Two passes, one context
Pass 1 (prompt scan) sees:
- The user's incoming
Messages - The session's
History - Whatever the host added (system prompt, tool messages, retrieved documents)
Pass 2 (response scan) sees:
- The LLM's response message(s) appended to
Messages - The same
History(audit entries from pass 1 are added before pass 2) - The same
SessionId,SenderId(now reversed —"assistant"→"user"direction),LlmId
Detectors don't know which pass they're in — they just see the messages. This means a detector like SEC-23 PiiLeakage works equivalently on inbound prompts and outbound responses.
Aggregation
After every detector runs, DetectionPipeline produces a PipelineResult:
public sealed record PipelineResult(
ThreatRiskScore Score, // 0–100, aggregate
IReadOnlyList<DetectionResult> Detections); // every firing detection
MaxSeverity is derived from Detections (the highest severity any detector emitted). Score is the aggregate — see Severity model for the formula.
What this design buys you
- Zero LLM round-trip cost for rule-based threats —
SEC-01 PromptInjection,SEC-23 PiiLeakage, etc. fire in microseconds. If they quarantine, the LLM call is skipped entirely. - Bidirectional coverage — many threats hide in responses (credential leaks, PII the model dredged up from training data, hallucinated fake citations). Pass 2 catches them.
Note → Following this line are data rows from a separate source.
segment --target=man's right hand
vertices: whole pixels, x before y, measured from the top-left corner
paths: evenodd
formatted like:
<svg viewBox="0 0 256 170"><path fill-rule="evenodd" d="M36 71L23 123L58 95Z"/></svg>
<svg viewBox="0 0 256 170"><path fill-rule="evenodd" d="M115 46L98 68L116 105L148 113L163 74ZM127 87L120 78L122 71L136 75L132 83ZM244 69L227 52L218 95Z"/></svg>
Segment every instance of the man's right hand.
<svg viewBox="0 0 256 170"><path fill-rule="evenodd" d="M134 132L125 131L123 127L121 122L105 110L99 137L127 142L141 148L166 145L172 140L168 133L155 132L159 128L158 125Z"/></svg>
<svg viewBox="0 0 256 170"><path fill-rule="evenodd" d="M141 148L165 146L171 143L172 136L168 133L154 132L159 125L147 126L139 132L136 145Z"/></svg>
- Per-call audit trail — both passes write audit entries. Investigation tools see the full request/response timeline.
- Composable —
SentinelChatClientis just anIChatClientdecorator. Stack it with rate-limiters, retries, caching, etc., in any order.
Performance budget
| Component | Typical cost per call |
|---|---|
| Rule-based detectors (~25 of 55) | <100 µs total, parallel |
| Semantic detectors (~30 of 55) | 1 ms per detector if embeddings cached, 50–500 ms uncached |
| LLM-escalation detectors (rare hits only) | full LLM round-trip — ~200–2000 ms |
| Intervention engine | <10 µs |
Audit append (RingBufferAuditStore) | <5 µs |
Audit append (SqliteAuditStore) | ~100–500 µs |
| Audit forwarder fan-out | async, off-path |
The hot path with embeddings cached is sub-millisecond. With no embedding generator configured (rule-based only), the overhead is below 200 µs per pass.
See Detection pipeline for the parallel-fan-out internals and the Configure<T> clamp pass that runs between detection and escalation.
Streaming
GetStreamingResponseAsync follows the same two-pass shape:
- Pass 1 runs on the request before any tokens flow.
- The inner streaming call begins.
- Pass 2 runs once on the fully-assembled response after the stream completes.
There's no per-token scanning — that would require state-tracking detectors and the round-trip cost would dominate. Per-token detection is on the backlog if a real use case surfaces.